Despite "the fact" , there is a "reason"/"follow up"/"continuity" 

"Although this can be a way to do it, i could be wrong"

"Still i will do it, although you oppose it/despite your opposition!"

Poetic:
"Although we have never met, you have touched the very heart of my soul." - "Mesmo que nunca nos tenhamos conhecido, tocaste o amago do meu ser."

"Despite all, i still love you." - "Eu ainda te amo, apesar de tudo" as in "against all odds"


----------



## Ricardoreis

almufadado said:


> "Despite i am willing/my willingness to answer your question, you could have give it a try ! "
> 
> "Apesar de eu estar disposto a/ a minha disposição para responder à tua questão, podias ter feito uma tentativa"
> 
> "Despite all wrongs in the world, i stil believe in people!
> 
> Despite the fact, there is a reason/follow up/continuity
> 
> "Although this can be a way to do it, i could be wrong"
> 
> "Still i will do it, although you oppose it/despite your opposition!"
> 
> Poetic:
> "Although we have never met, you have touched the very heart of my soul." - "Mesmo que nunca nos tenhamos conhecido, tocaste o amago do meu ser."
> 
> "Despite all, i still love you." - "Eu ainda te amo, apesar de tudo" as in "against all odds"



Careful, some of these sound very wrong in English. You have to be very careful with the syntax when using 'despite'.

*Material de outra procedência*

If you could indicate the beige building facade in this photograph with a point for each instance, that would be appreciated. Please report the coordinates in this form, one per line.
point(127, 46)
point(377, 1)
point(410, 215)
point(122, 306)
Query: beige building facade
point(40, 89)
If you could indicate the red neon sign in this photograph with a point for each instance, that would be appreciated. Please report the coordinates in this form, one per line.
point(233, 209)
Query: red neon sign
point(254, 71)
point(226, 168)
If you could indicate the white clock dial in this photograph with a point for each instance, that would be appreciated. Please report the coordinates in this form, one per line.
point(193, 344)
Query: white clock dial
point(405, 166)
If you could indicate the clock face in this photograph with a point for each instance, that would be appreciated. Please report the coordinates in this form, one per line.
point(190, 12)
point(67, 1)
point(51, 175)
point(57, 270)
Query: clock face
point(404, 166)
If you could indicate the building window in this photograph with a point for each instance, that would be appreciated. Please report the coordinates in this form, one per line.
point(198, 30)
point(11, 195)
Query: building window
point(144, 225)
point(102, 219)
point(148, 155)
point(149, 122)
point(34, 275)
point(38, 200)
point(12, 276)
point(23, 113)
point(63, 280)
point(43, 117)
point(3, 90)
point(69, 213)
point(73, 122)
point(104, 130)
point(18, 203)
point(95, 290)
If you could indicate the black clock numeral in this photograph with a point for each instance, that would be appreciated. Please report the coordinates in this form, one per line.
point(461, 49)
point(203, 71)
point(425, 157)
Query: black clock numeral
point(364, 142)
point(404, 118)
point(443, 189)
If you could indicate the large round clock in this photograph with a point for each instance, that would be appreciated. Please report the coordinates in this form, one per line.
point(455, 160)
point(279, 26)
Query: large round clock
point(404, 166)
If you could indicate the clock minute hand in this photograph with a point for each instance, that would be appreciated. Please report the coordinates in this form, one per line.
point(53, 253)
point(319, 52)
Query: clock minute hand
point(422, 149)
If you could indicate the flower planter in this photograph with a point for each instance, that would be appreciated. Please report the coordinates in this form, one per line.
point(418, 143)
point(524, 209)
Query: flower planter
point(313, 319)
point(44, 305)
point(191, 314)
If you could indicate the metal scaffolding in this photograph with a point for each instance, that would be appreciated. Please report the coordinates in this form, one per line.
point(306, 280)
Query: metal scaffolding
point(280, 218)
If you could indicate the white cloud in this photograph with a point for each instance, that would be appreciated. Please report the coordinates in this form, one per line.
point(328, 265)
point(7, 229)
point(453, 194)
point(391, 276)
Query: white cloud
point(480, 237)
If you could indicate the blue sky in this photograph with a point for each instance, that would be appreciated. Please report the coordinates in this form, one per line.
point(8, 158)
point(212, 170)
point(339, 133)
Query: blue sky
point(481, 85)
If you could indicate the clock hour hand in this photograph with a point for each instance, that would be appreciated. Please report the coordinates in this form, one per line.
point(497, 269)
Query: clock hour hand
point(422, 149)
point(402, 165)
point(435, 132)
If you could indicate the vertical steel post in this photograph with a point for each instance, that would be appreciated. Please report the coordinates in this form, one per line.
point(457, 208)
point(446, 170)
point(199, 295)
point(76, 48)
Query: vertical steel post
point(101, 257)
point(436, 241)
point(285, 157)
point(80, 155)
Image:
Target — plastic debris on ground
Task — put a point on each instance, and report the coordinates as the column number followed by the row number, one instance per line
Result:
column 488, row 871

_Despite my willingness to answer your question, I don't want to make it that easy for you!_

(you can't say "Despite I am willing")

*Note: Use 'Despite' + a noun / verb in the gerund
*
_- Despite my uncertainty about the security of my job, I went to work as normal.
(Despite being uncertain about the security of my job, I went to work as normal)
- Despite his grey hair, he's not that old.
(or Despite having grey hair, he's much younger than he looks.)
- Despite the rain, we're going outside to play football.
- Despite my hunger, I'm not going for lunch yet.
(Despite being hungry, I'm not going for lunch yet.)_


*or 'Despite the fact that' + a verb in the present tense*

_Despite the fact that he has grey hair, he's not that old.
Despite the fact that I am hungry, I'm not going for lunch yet.
Despite the fact that it's raining, we're going outside to play football
Despite the fact that I am uncertain about my job, I'm going to work as normal_

There's no difference between the different versions, but each one requires you to be careful about how to use the noun/verb.

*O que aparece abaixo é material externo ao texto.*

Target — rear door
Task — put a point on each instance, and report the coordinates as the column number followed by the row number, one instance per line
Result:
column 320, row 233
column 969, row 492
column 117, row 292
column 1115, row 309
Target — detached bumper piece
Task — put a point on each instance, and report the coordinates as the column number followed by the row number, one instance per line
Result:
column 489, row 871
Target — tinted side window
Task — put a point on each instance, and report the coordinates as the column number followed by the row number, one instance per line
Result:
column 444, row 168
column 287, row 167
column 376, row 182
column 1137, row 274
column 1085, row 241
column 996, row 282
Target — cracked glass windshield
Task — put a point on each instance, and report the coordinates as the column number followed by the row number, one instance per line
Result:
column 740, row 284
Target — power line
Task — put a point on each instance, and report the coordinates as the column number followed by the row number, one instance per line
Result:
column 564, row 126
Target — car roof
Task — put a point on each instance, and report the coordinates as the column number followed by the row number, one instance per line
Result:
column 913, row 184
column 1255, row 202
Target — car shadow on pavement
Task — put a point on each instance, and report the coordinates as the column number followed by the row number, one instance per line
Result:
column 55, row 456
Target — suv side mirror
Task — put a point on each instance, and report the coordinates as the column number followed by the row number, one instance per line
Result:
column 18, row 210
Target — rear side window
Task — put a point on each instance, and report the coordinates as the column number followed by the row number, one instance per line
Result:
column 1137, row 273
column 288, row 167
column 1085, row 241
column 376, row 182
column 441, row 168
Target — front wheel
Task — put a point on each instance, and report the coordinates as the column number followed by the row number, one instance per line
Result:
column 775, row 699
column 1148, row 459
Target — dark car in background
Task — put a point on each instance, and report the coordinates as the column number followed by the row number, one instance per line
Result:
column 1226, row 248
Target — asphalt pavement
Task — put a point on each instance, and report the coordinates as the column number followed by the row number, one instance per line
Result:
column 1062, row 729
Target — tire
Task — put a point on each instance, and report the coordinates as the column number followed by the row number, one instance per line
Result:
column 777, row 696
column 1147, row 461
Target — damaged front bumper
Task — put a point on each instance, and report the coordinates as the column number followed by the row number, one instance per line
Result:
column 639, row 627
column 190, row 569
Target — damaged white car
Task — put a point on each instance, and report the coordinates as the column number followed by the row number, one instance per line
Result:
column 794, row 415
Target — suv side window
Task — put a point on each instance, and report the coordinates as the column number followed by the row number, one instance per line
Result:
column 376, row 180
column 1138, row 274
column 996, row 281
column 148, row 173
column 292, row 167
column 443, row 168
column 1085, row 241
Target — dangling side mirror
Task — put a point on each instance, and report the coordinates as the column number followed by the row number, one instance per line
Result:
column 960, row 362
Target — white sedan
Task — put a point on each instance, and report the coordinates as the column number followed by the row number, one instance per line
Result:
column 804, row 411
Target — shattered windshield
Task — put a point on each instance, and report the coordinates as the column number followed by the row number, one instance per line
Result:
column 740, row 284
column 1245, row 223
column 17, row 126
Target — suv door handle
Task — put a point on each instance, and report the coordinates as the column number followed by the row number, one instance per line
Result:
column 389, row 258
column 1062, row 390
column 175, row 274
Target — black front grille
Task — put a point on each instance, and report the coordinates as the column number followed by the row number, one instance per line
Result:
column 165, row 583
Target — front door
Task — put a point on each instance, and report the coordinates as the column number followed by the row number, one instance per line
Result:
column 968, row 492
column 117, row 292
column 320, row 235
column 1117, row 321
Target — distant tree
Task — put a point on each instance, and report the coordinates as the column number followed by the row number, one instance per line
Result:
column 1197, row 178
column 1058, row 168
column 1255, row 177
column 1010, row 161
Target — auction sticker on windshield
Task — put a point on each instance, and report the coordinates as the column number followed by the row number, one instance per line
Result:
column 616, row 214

"Despite all the wrongs in the world, I still believe in people!

"Despite the fact, there is a reason" (You have to say 'Despite the fact THAT + fact), e.g. Despite the fact that it seems pointless, there is a reason.

"Eu ainda te amo, apesar de tudo" = Despite everything, I still love you.

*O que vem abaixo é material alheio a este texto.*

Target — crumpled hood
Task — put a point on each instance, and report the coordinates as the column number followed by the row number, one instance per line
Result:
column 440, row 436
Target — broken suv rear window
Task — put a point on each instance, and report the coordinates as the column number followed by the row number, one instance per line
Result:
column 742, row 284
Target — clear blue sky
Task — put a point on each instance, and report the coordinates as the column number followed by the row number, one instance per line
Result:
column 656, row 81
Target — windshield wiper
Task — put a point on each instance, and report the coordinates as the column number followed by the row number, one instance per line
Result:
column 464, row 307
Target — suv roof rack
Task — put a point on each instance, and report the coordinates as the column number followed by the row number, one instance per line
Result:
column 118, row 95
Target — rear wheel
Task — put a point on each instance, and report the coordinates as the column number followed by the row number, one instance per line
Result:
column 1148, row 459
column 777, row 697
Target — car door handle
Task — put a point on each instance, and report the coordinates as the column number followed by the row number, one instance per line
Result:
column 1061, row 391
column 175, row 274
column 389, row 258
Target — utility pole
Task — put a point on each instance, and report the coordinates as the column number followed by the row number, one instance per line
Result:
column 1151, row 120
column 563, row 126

The use of 'although' is correct. Mostly the difference is stylistic, and as long as you get the syntax right, you can use either. My first examples could be rephrased using 'although' with no difference in tone. Normally you can't use 'although' plus verb in the gerund, apart from the expression "Although having said that,..."

_Although he has grey hair, he's not that old.
Although I am hungry, I'm not going for lunch yet.
Although it's raining, we're going outside to play football
Although I am uncertain about my job, I'm going to work as normal_

Final word: you can replace 'Although' with 'Even though' and use exactly the same structure.


----------



## almufadado

I see all the time, for example: "Despite I never had a ..." , but it can be a mistake too.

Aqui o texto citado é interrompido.